30. Teror

725 136 9
                                    

Beberapa hari ini, Aldebaran tampak gelisah. Dia seperti sedang mencoba menutupi sesuatu dari Andin, tapi sayangnya dia tidak bisa berbohong pada istrinya.

Andin sudah sering bertanya kepada Aldebaran tentang apa yang sebenarnya terjadi, namun Aldebaran selalu mengalihkan pembicaraan sehingga membuat Andin semakin curiga.

Sore ini, Andin yang hendak menutup gorden jendela tidak sengaja melihat mobil Aldebaran sudah terparkir di teras rumahnya.

"Loh mas Al udah pulang? Kok gak langsung ke kamar?" batinnya.

Andin bingung dengan sikap Aldebaran yang tidak seperti biasanya ini. Akhirnya, Andin menuju ruang kerja suaminya dan mengintip dari celah pintu yang sedikit terbuka. Dia memergoki Aldebaran sedang gelisah, tampak takut, dengan mata yang merah seperti ingin menangis.

Andin masuk tanpa aba-aba, membuat Aldebaran terkejut dan berusaha mengelak, tetapi sepertinya kali ini dia tidak bisa berbohong lagi.

"Ndin? Hey kamu di sini?"
"Maaf ya mas, tadi aku langsung masuk karena pintunya kebuka."

Aldebaran pun menyuruh Andin untuk duduk sementara ia berdiri.

"Mas, kamu sebenernya kenapa? Lagi ada masalah? Cerita dong sama aku, aku sedih loh lihat kamu begini terus."

"Nggak kok, cuma ada masalah sedikit aja di kantor." jawab Al dengan suara bergetar.

Andin menatap suaminya lekat, seolah mengetahui bahwa suaminya sedang berbohong.

"Kalau masalah kantor kayaknya kamu gak akan sampai begini deh. Jangan bohong mas.. Kamu gak mau cerita sama aku?"

"Bukan gitu ndin, saya cuma gak mau kamu kepikiran atau stres.."

"Mas, kita ini kan suami istri, udah seharusnya saling support kalau ada masalah. Siapa tahu kita bisa pikirin solusinya bareng-bareng kan?"

"Tapi masalah ini gak segampang yang kamu pikirin ndin.." batin Al.

"Mass?"

Aldebaran menghela napasnya.

"Tapi janji gak boleh terlalu mikirin masalah ini ya, apalagi sampai stres, biar jadi urusan saya aja."

Aldebaran pun akhirnya bercerita dengan sangat hati-hati. Ia menarik napas panjang sebelum berbicara.

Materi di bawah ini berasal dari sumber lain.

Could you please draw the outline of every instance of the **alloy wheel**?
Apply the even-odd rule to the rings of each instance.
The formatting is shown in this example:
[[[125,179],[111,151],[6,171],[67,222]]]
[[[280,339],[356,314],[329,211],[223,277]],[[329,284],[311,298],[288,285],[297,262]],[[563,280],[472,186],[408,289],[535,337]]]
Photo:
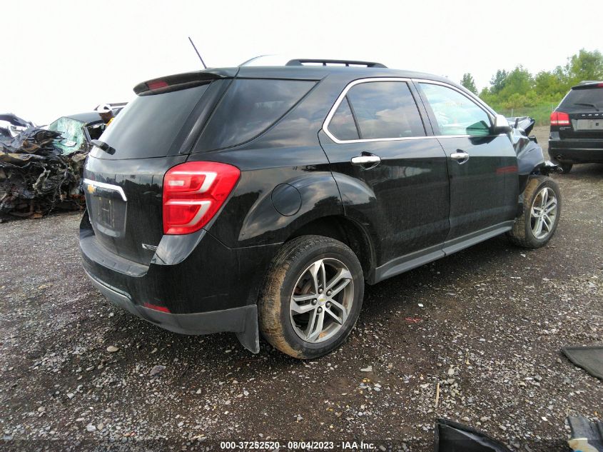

"Beberapa hari ini saya diteror sama seseorang gak dikenal."
"Diteror gimana?"

"Saya dapet surat yang mengancam nyawa saya, saya  ngerasa diikutin orang terus, bahkan jendela kantor juga pecah karena dilempar pake batu malam-malam."

"Awalnya saya pikir ini cuma kebetulan atau ancaman biasa aja dari rival saya, tapi kejadian-kejadian ini terus berlanjut dan gak pernah berenti. Tiap saya pulang malam, saya selalu ngerasa ada yang ngawasin dari jauh. Surat-surat itu juga cukup buat saya khawatir, isinya mengancam saya dan keluarga kita."

Andin mendengarkan dengan seksama, mencoba menenangkan diri meskipun hatinya ikut cemas.

"Ya Allah, kenapa kamu nggak cerita dari awal mas?"

"Saya cuma gak mau kamu stres, apalagi dengan kondisi kamu sekarang. Saya takut kamu khawatir dan tertekan, saya cuma mau melindungi kamu dan bayi kita ndin." ucap Aldebaran sambil menggenggam tangan Andin.

Andin menatap suaminya dengan mata berkaca-kaca.

"Mas, aku akan jauh lebih khawatir kalau aku gak tau apa-apa tentang kondisi suami aku yang sebenarnya lagi dalam bahaya. Aku gak akan bisa tenang kalau kamu terus nyimpen ini semua sendiri."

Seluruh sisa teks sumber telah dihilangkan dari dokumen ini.